NEW HAVEN – The good news is that the United States and China appear to have backed away from the precipice of a trade war. While vague in detail, a May 19 agreement defuses tension and commits to further negotiation. The bad news is that the framework of negotiations is flawed: A deal with any one country will do little to resolve America’s fundamental economic imbalances that have arisen in an interconnected world.
There is a longstanding disconnect between bilateral and multilateral approaches to international economic problems. In May 1930, some 1,028 of America’s leading academic economists wrote a public letter to US President Herbert Hoover urging him to veto the pending Smoot-Hawley tariff bill. Hoover ignored the advice, and the global trade war that followed made a garden-variety depression “great.” President Donald Trump has put a comparable spin on what it takes to “make America great again.”
Politicians have long favored the bilateral perspective, because it simplifies blame: you “solve” problems by targeting a specific country. By contrast, the multilateral approach appeals to most economists, because it stresses the balance-of-payments distortions that arise from mismatches between saving and investment. This contrast between the simple and the complex is an obvious and important reason why economists often lose public debates. The dismal science has never been known for clarity.

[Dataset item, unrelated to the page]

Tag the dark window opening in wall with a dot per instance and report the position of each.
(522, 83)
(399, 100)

Such is the case with the US-China debate. China is an easy political target. After all, it accounted for 46% of America’s colossal $800 billion merchandise trade gap in 2017. Moreover, China has been charged with egregious violations of international rules, ranging from allegations of currency manipulation and state-subsidized dumping of excess capacity to cyber-hacking and forced technology transfer.
Equally significant, China has lost the battle in the arena of public opinion – chastised by Western policymakers, a few high-profile academics, and others for having failed to live up to the grand bargain struck in 2001, when the country was admitted to the World Trade Organization. A recent article in Foreign Affairs by two senior officials in the Obama administration says it all: “(T)he liberal international order has failed to lure or bind China as powerfully as expected.” As is the case with North Korea, Syria, and Iran, strategic patience has given way to impatience, with the nationalistic Trump administration leading the charge against China.
The counter-argument from multilateral-focused economists like me rings hollow in this climate. Tracing outsize current-account and trade deficits to an extraordinary shortfall of US domestic saving – just 1.3% of national income in the fourth quarter of 2017 – counts for little in the arena of popular opinion. Likewise, it doesn’t help when we emphasize that China is merely a large piece of a much bigger multilateral problem: the US had bilateral merchandise trade deficits with 102 countries in 2017. Nor does it matter when we point out that correcting for supply-chain distortions – caused by inputs from other countries that enter into Chinese assembly platforms – would reduce the bilateral US-China trade imbalance by 35-40%.
Flawed as it may be, the bilateral political case resonates in a US where there is enormous pressure to ease the angst of the country’s beleaguered middle class. Trade deficits, goes the argument, lead to job losses and wage compression. And, with the merchandise trade gap hitting 4.2% of GDP in 2017, these pressures have only intensified in the current economic recovery. As a result, targeting China has enormous political appeal.
So, what can be made of the May 19 deal? Beyond a ceasefire in tit-for-tat tariffs, there are few real benefits. US negotiators are fixated on targeted reductions of around $200 billion in the bilateral trade imbalance over a two-year time frame. Given the extent of America’s multilateral problem, this is largely a meaningless objective, especially in light of the massive and ill-timed tax cuts and federal expenditure increases that the US has enacted in the last six months.
Indeed, with budget deficits likely to widen, America’s saving shortfall will only deepen in the years ahead. That points to rising balance-of-payments and multilateral trade deficits, which are impossible to resolve through targeted bilateral actions against a single country.
Chinese negotiators are more circumspect, resisting numerical deficit targets but committing to the joint objective of “effective measures to substantially reduce” the bilateral imbalance with the US. China’s vague promise to purchase more American-made agricultural and energy products borrows a page from the “shopping list” approach of its earlier trade missions to the US. Unfortunately, the big-wallet mindset of a deal-hungry China reinforces the US narrative that China is guilty as charged.
Even if the stars were in perfect alignment and the US was not facing a saving constraint, it stretches credibility to seek a formulaic bilateral solution to America’s multilateral problem. Since 2000, the largest annual reduction in the US-China merchandise trade imbalance amounted to $41 billion, and that occurred in 2009, during the depths of the Great Recession. The goal of achieving back-to-back annual reductions totaling more than double that magnitude is sheer fantasy.
In the end, any effort to impose a bilateral solution on a multilateral problem will backfire, with ominous consequences for American consumers. Without addressing the shortfall in domestic saving, the bilateral fix simply moves the deficit from one economy to others.
Therein lies the cruelest twist of all. China is America’s low-cost provider of imported consumer goods. The Trump deal would shift the Chinese piece of America’s multilateral imbalance to higher-cost imports from elsewhere – the functional equivalent of a tax hike on American families. As Hoover’s ghost might ask, what’s so great about that?